Another thing to consider is that if you could put the algorithms of advanced AI systems into a much more human-comprehensible format, then that also helps a lot with advancing AI which would be bad.
This entire project seems good enough such that I endorse some people working on this, conditional on that they do so in secret as soon as it really starts working. If they do it openly it might be more harmful than helpful.
Proofing that the add function is correct
Timestamp: 10:36
Max talks about proofing that the function that we have distilled out of the network, will infact add all numbers correctly, not just the ones that are in the training data.
But how do you prove this without already knowing the add function? If you had the add function you can show that it is equivalent to the add function.
You don't necessarily need to know the add function, but you need to know exactly what properties a program needs to satisfy such that it adds all numbers together correctly.
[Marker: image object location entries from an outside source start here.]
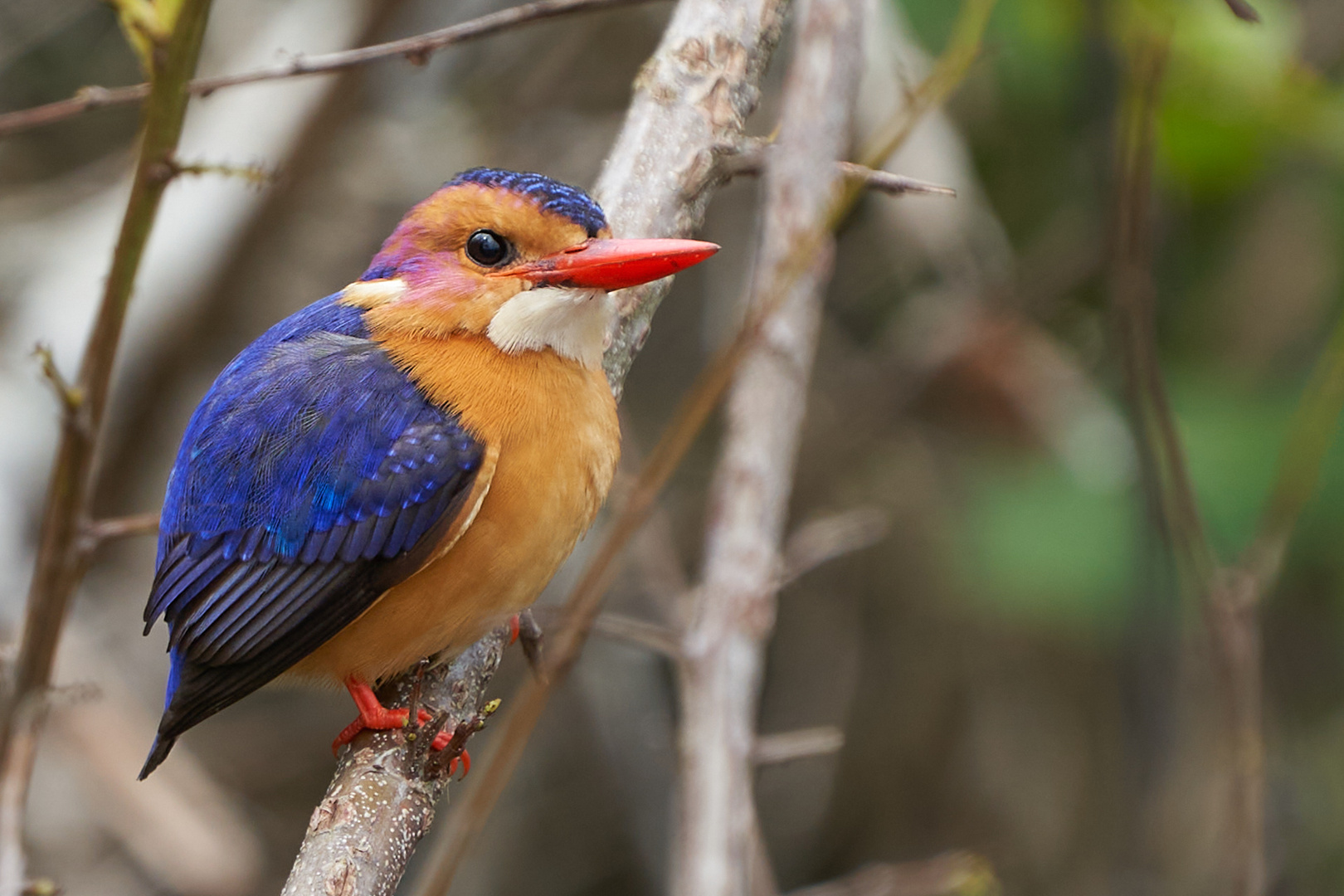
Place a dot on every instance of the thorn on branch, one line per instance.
(530, 638)
(256, 175)
(69, 395)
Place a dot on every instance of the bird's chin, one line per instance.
(572, 323)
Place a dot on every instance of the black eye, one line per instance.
(487, 247)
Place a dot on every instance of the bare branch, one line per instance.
(647, 635)
(894, 184)
(733, 614)
(14, 794)
(830, 538)
(67, 394)
(788, 746)
(417, 50)
(382, 798)
(121, 527)
(1229, 598)
(60, 562)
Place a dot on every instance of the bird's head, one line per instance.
(519, 258)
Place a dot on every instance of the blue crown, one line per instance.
(550, 195)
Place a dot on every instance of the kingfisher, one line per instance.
(399, 466)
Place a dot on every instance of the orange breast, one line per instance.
(553, 431)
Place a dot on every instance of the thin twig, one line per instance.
(652, 635)
(1227, 597)
(894, 184)
(788, 746)
(121, 527)
(830, 538)
(1309, 437)
(61, 553)
(947, 874)
(416, 49)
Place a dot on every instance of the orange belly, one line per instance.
(554, 426)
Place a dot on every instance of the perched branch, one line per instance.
(719, 674)
(61, 553)
(894, 184)
(382, 798)
(416, 50)
(691, 102)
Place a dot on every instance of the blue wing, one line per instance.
(314, 476)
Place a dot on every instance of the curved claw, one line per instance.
(371, 713)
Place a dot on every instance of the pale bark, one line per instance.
(689, 105)
(382, 798)
(734, 609)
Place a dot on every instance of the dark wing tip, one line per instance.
(156, 755)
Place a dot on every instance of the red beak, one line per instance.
(613, 264)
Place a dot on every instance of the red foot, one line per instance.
(371, 713)
(379, 718)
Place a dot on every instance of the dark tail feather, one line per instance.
(158, 754)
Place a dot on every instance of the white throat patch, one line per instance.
(572, 321)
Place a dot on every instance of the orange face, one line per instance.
(464, 253)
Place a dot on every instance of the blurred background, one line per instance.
(1011, 665)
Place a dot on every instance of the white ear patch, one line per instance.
(572, 321)
(373, 293)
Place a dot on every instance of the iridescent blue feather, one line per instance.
(307, 484)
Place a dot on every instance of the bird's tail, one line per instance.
(158, 754)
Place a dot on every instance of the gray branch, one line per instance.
(381, 801)
(733, 616)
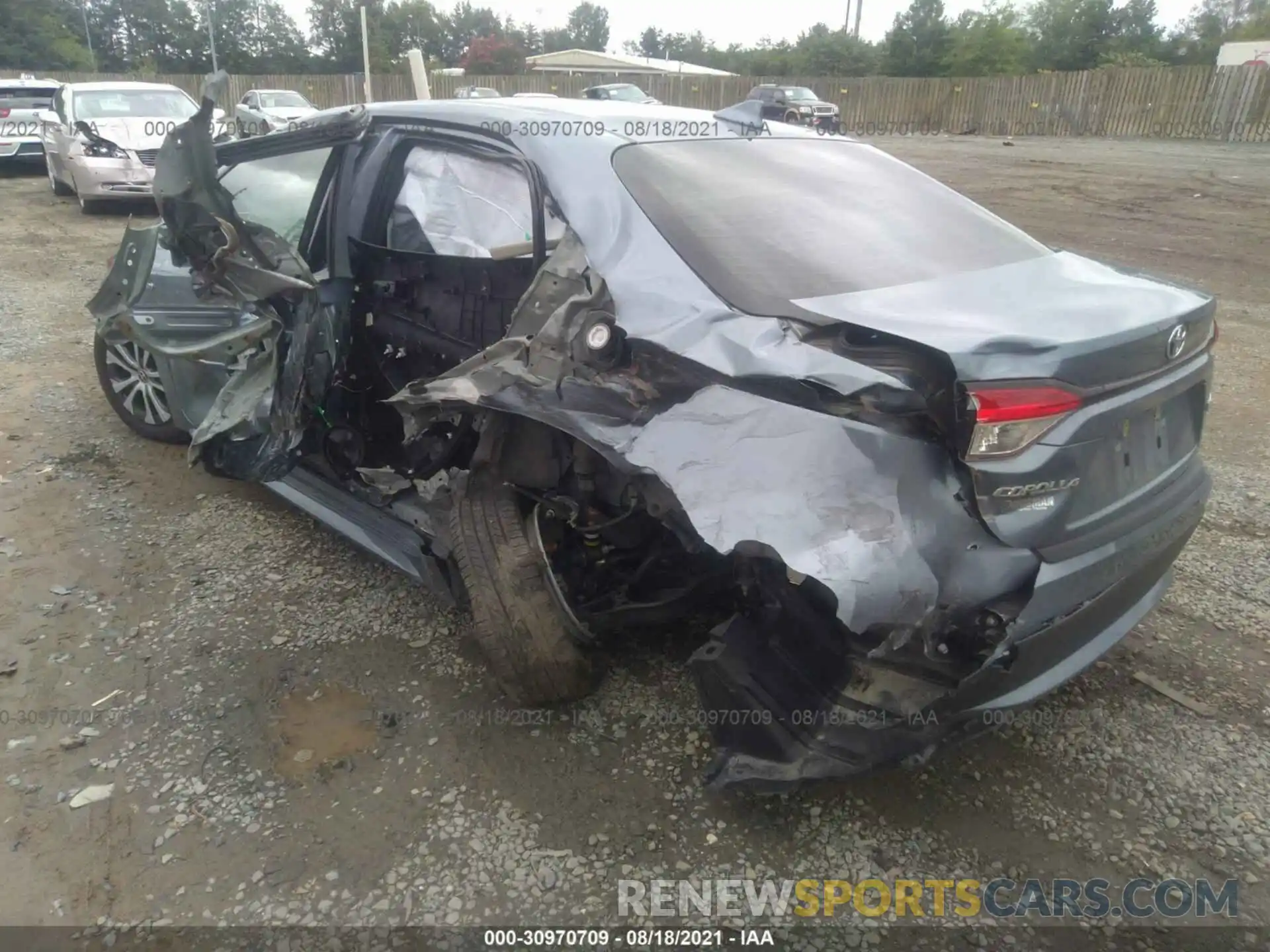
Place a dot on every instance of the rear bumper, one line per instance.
(780, 721)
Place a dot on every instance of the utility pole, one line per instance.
(366, 58)
(88, 36)
(211, 33)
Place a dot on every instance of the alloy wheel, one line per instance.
(135, 377)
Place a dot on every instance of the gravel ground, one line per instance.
(296, 735)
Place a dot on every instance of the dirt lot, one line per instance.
(298, 735)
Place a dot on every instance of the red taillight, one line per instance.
(1010, 419)
(1005, 405)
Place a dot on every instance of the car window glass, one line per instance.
(26, 97)
(882, 222)
(277, 192)
(125, 103)
(452, 204)
(282, 100)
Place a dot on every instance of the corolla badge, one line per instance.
(1037, 489)
(1176, 342)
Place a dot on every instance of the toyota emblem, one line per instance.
(1176, 342)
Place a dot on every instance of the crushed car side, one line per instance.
(647, 451)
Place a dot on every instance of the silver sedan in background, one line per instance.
(265, 111)
(101, 139)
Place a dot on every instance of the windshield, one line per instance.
(284, 100)
(124, 103)
(630, 95)
(27, 97)
(276, 190)
(875, 222)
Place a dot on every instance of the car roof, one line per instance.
(120, 84)
(30, 81)
(683, 122)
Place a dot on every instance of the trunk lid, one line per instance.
(1132, 356)
(19, 108)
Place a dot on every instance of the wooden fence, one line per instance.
(1228, 103)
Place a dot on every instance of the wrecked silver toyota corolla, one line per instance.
(592, 371)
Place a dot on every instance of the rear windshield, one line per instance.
(628, 95)
(27, 97)
(122, 103)
(284, 100)
(765, 221)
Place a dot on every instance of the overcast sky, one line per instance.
(724, 20)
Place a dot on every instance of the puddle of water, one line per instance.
(320, 728)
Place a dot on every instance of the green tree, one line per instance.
(650, 45)
(1071, 34)
(987, 42)
(556, 38)
(462, 26)
(415, 24)
(254, 37)
(44, 36)
(919, 41)
(824, 52)
(493, 56)
(588, 27)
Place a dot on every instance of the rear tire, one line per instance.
(59, 187)
(110, 371)
(519, 627)
(88, 206)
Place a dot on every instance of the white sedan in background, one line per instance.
(102, 139)
(265, 111)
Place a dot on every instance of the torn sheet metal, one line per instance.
(835, 499)
(284, 349)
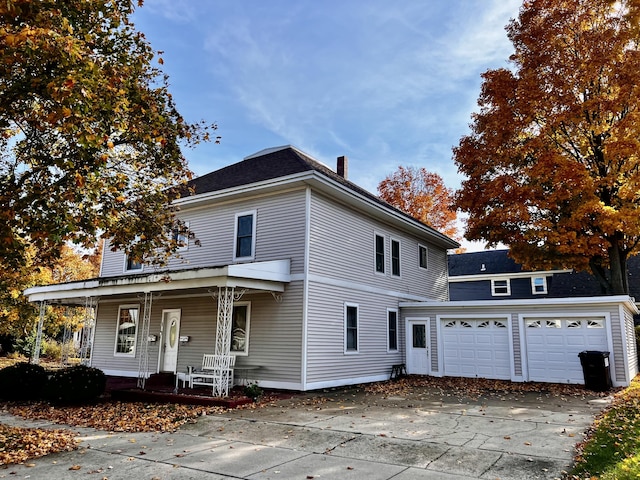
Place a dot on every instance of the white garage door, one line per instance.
(476, 348)
(553, 345)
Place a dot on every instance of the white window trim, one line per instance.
(245, 352)
(135, 341)
(493, 287)
(375, 253)
(391, 241)
(533, 285)
(357, 350)
(395, 310)
(253, 235)
(185, 247)
(420, 256)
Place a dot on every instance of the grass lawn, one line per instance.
(612, 449)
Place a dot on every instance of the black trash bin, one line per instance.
(595, 366)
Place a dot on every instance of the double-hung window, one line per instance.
(379, 260)
(500, 287)
(423, 256)
(538, 285)
(395, 258)
(127, 330)
(392, 330)
(245, 236)
(350, 328)
(132, 265)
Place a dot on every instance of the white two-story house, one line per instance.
(310, 268)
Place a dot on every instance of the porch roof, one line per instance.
(271, 276)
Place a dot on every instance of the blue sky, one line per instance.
(384, 83)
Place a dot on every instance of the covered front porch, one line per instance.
(147, 338)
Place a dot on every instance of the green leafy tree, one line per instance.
(90, 137)
(552, 161)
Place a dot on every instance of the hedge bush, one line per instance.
(22, 381)
(74, 385)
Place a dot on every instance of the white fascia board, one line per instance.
(494, 276)
(269, 276)
(541, 302)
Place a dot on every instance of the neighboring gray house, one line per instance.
(310, 268)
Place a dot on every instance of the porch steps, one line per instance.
(163, 381)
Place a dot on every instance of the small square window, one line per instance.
(423, 255)
(500, 288)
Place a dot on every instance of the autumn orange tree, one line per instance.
(552, 161)
(90, 137)
(18, 317)
(423, 195)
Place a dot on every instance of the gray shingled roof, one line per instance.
(275, 163)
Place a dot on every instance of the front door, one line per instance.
(171, 340)
(417, 347)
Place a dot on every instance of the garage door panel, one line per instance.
(481, 349)
(552, 353)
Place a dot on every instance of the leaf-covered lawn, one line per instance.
(20, 444)
(116, 416)
(612, 448)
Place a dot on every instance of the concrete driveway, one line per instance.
(344, 434)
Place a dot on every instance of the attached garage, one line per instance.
(525, 340)
(553, 345)
(476, 348)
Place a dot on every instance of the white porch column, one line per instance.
(35, 358)
(143, 366)
(88, 330)
(226, 297)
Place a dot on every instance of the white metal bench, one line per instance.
(212, 365)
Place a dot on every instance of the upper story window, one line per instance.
(127, 330)
(392, 330)
(180, 238)
(244, 236)
(500, 287)
(423, 256)
(350, 328)
(240, 328)
(379, 254)
(538, 285)
(131, 265)
(395, 258)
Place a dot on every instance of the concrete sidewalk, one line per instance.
(340, 436)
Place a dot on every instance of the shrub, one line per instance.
(51, 349)
(22, 381)
(253, 391)
(77, 384)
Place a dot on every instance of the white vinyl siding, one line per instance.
(357, 251)
(280, 233)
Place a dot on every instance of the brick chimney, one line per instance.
(343, 167)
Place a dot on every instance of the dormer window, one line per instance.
(500, 288)
(538, 285)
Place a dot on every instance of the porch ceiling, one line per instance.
(269, 276)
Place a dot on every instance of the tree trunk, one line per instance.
(619, 276)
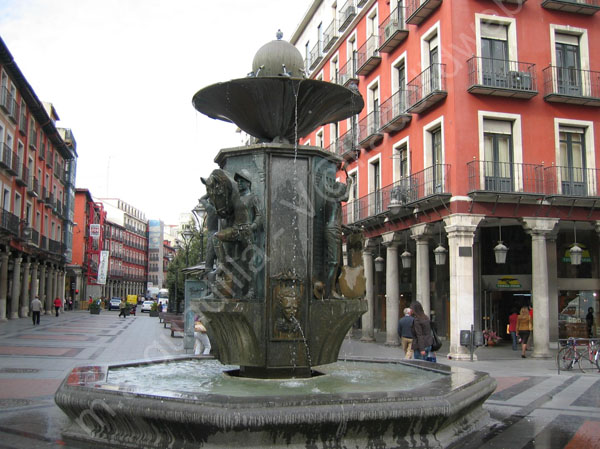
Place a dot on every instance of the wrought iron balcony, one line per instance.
(330, 36)
(347, 73)
(15, 166)
(368, 56)
(347, 14)
(571, 181)
(573, 86)
(9, 222)
(9, 104)
(505, 178)
(368, 131)
(22, 175)
(393, 115)
(502, 78)
(587, 7)
(392, 31)
(316, 55)
(427, 88)
(418, 10)
(408, 192)
(5, 156)
(23, 122)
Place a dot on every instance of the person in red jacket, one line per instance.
(57, 304)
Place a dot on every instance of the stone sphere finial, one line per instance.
(278, 58)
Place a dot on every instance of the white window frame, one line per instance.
(590, 151)
(517, 140)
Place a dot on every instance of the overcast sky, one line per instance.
(121, 74)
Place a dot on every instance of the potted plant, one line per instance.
(154, 309)
(490, 337)
(95, 308)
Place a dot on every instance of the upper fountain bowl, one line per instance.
(274, 103)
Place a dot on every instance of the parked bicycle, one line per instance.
(583, 353)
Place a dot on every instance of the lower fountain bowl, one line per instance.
(386, 405)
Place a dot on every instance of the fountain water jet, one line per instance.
(274, 309)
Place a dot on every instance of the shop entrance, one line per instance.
(498, 305)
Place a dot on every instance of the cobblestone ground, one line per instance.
(533, 407)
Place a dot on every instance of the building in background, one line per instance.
(478, 140)
(34, 222)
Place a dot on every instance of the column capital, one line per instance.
(420, 231)
(462, 223)
(539, 225)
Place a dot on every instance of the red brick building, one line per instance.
(481, 124)
(37, 177)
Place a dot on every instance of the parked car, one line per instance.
(147, 305)
(114, 303)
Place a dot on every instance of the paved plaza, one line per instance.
(533, 406)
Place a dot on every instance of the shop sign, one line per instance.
(585, 255)
(508, 282)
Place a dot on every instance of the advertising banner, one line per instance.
(103, 267)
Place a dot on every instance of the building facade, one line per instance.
(479, 135)
(37, 170)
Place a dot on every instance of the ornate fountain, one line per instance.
(279, 304)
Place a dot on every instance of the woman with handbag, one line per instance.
(524, 326)
(423, 339)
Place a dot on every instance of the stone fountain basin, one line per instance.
(278, 107)
(443, 409)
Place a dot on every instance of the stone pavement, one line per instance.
(533, 407)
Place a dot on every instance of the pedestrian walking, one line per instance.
(423, 339)
(36, 309)
(122, 309)
(405, 332)
(57, 304)
(512, 327)
(524, 327)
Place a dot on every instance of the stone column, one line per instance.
(392, 291)
(367, 318)
(419, 234)
(539, 229)
(3, 283)
(34, 280)
(25, 299)
(553, 286)
(42, 287)
(15, 291)
(460, 229)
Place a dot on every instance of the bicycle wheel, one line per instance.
(566, 358)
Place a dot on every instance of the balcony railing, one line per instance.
(15, 166)
(427, 88)
(368, 56)
(9, 104)
(347, 73)
(574, 86)
(9, 222)
(392, 31)
(571, 181)
(5, 156)
(316, 55)
(502, 78)
(505, 177)
(347, 14)
(330, 36)
(587, 7)
(393, 113)
(411, 189)
(368, 130)
(418, 10)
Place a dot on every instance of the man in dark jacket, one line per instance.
(405, 333)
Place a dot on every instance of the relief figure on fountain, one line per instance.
(335, 193)
(233, 241)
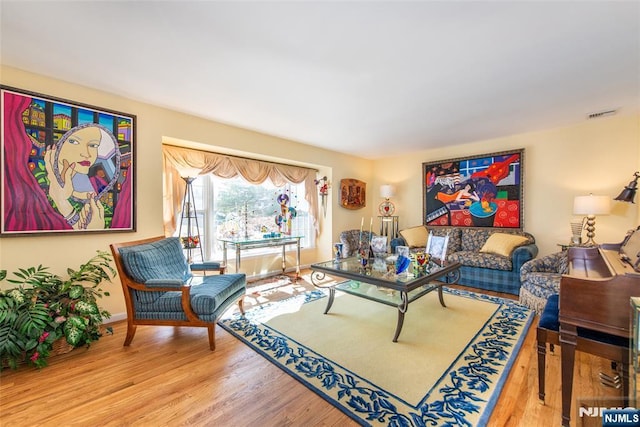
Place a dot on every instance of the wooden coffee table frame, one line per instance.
(409, 288)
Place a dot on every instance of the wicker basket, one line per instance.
(60, 346)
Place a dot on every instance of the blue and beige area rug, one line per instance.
(447, 368)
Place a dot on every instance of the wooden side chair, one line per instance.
(608, 346)
(159, 288)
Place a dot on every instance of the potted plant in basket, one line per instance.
(46, 314)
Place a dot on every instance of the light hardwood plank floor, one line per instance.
(168, 377)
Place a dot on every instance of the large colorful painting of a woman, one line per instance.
(65, 167)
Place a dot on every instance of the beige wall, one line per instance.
(153, 126)
(598, 156)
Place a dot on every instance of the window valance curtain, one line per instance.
(182, 162)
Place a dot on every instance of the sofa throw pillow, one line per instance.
(503, 244)
(416, 237)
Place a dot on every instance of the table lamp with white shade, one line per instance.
(591, 206)
(386, 208)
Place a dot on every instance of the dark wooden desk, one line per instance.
(593, 295)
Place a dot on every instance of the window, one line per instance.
(232, 207)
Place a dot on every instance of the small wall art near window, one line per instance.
(65, 167)
(477, 191)
(353, 193)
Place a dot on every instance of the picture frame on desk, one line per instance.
(437, 248)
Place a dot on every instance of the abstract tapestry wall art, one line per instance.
(477, 191)
(64, 167)
(353, 193)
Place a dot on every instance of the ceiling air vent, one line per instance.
(600, 114)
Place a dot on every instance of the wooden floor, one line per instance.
(169, 377)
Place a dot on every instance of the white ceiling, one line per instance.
(368, 78)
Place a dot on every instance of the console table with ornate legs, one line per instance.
(251, 243)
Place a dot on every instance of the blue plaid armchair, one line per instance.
(159, 288)
(540, 279)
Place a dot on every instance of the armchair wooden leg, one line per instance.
(131, 331)
(212, 336)
(542, 355)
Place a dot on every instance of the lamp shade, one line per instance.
(591, 205)
(386, 191)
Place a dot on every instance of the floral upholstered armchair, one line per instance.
(350, 239)
(540, 279)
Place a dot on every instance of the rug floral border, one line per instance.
(464, 396)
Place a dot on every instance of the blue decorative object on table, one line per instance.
(402, 263)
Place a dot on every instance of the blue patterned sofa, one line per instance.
(159, 288)
(480, 268)
(350, 240)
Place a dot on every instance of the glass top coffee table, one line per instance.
(376, 283)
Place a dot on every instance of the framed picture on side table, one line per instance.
(437, 248)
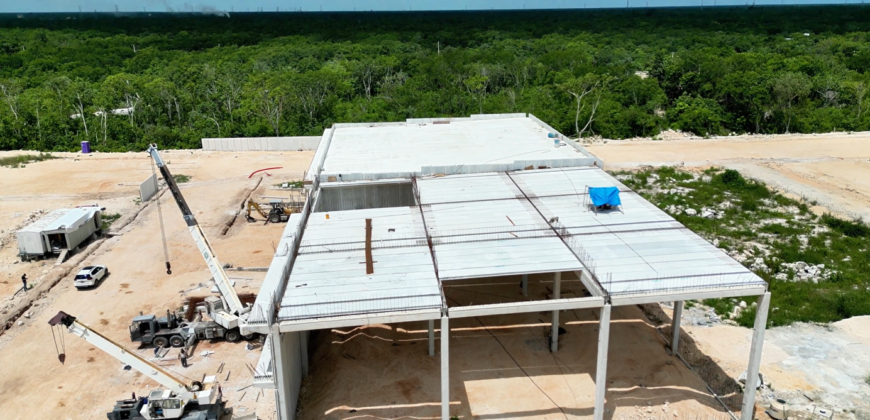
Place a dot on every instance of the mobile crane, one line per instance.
(226, 310)
(179, 400)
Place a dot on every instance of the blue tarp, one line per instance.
(604, 195)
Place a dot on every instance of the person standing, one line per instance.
(182, 355)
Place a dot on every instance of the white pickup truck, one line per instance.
(90, 276)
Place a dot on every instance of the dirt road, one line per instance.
(34, 383)
(831, 169)
(807, 365)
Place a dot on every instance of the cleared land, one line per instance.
(806, 364)
(34, 383)
(831, 169)
(501, 366)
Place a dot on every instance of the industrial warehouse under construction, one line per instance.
(399, 212)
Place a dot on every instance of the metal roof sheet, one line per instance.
(329, 277)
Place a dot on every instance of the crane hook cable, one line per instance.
(160, 217)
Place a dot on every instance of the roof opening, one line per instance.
(361, 197)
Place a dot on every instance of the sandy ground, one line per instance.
(34, 384)
(806, 364)
(832, 169)
(501, 367)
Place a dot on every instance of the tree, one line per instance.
(586, 91)
(788, 88)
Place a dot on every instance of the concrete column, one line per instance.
(748, 411)
(303, 351)
(280, 371)
(431, 337)
(601, 369)
(554, 335)
(445, 369)
(675, 326)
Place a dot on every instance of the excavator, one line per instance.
(227, 309)
(278, 213)
(178, 400)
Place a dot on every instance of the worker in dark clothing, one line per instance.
(182, 355)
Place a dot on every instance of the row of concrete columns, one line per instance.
(286, 402)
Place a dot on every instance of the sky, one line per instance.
(43, 6)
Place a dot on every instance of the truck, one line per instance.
(171, 330)
(177, 400)
(227, 309)
(59, 231)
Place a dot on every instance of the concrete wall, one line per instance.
(242, 144)
(288, 373)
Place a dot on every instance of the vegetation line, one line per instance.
(123, 82)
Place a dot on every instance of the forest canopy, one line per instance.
(123, 81)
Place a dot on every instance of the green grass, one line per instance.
(21, 160)
(768, 226)
(181, 178)
(108, 219)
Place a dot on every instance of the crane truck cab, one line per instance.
(171, 331)
(162, 332)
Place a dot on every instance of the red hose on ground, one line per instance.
(264, 169)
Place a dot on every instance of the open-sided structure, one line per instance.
(399, 210)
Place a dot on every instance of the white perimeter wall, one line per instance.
(242, 144)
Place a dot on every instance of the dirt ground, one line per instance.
(831, 169)
(501, 366)
(807, 365)
(34, 384)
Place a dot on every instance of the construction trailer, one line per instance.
(399, 212)
(59, 231)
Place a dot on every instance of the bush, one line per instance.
(851, 229)
(853, 304)
(732, 179)
(17, 161)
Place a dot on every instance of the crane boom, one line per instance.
(114, 349)
(234, 304)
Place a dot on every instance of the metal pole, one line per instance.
(445, 369)
(601, 369)
(431, 337)
(554, 335)
(303, 349)
(748, 411)
(675, 326)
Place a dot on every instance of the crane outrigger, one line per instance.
(177, 400)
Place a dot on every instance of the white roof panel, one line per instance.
(490, 225)
(329, 276)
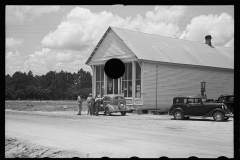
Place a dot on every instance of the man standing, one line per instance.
(90, 103)
(80, 100)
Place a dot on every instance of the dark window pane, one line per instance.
(109, 86)
(97, 73)
(124, 88)
(138, 89)
(129, 88)
(102, 73)
(97, 88)
(129, 71)
(138, 71)
(115, 86)
(102, 89)
(124, 77)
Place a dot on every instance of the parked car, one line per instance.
(114, 103)
(228, 100)
(190, 106)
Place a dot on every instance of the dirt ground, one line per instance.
(64, 134)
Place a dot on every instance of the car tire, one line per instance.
(123, 113)
(107, 112)
(226, 118)
(218, 116)
(178, 115)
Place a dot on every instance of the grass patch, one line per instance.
(48, 106)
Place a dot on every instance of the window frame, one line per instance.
(126, 77)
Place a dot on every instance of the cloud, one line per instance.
(230, 43)
(17, 14)
(11, 54)
(82, 29)
(41, 62)
(13, 42)
(220, 27)
(13, 62)
(166, 13)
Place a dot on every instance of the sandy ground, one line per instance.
(64, 134)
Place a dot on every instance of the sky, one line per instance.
(53, 38)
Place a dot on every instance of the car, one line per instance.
(190, 106)
(113, 103)
(228, 100)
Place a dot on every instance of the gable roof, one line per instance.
(171, 50)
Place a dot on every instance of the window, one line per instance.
(138, 81)
(109, 85)
(231, 99)
(180, 100)
(119, 98)
(190, 101)
(194, 101)
(127, 80)
(99, 80)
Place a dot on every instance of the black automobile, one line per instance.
(113, 104)
(190, 106)
(228, 100)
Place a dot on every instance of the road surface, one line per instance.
(116, 136)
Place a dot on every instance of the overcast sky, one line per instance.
(48, 38)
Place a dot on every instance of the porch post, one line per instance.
(133, 80)
(94, 82)
(105, 84)
(119, 85)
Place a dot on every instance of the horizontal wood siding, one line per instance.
(149, 84)
(112, 47)
(176, 80)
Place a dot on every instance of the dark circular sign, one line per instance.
(114, 68)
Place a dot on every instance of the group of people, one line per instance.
(93, 104)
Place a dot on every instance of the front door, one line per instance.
(195, 107)
(112, 86)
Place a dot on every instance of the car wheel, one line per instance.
(226, 118)
(218, 116)
(178, 114)
(123, 113)
(107, 112)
When writing software tests a property-based testing style (e.g. withHypnosis) you frequently find yourself accidentally reimplementing the code you want to test. I expect a similar problem will show up here, because really in property-based testing you define properties that you want your program routines to satisfy, which is basically exactly what Max proposes.
That said I expect that the description length of a specification of correctness is much shorter on average, compared to the actual program. Saying what is true/correct is easier than specifying how to get the true/correct thing. Programs are about formalizing process, meaning that you need to specify the process, in addition to specifying properties of the output.
But again like I already said, saying what you want formally is extremely difficult once you start to talk about the real world. To the extent that we don't know how to do it at all right now.
Actually, I think you could do this if we had a system that would build up an interpretable world model. But we certainly don't have them right now, and Max not mentioning this problem makes me worry that he will not solve it.
A System Proofed save can still kill you
You could prove that a computer program halts within 1 day because let's for the sake of argument assume (suriously) that no AI can take over the world in 1 day. You get a proof from your system saying that the system indeed always will halt, i.e. turn itself off within 1 day.
Now you run that program on a computer and it doesn't turn itself off, because it self-modified into a new program that won't shut down. Possibly through exploiting a bug in Linux. But really anything that is not modeled in detail by your formal verification tool is an opportunity for things to go wrong.
So this setup can still fail even when you get a formal proof that tells you that the program has the properties you want because the formal verification tool does not model the world in sufficient detail.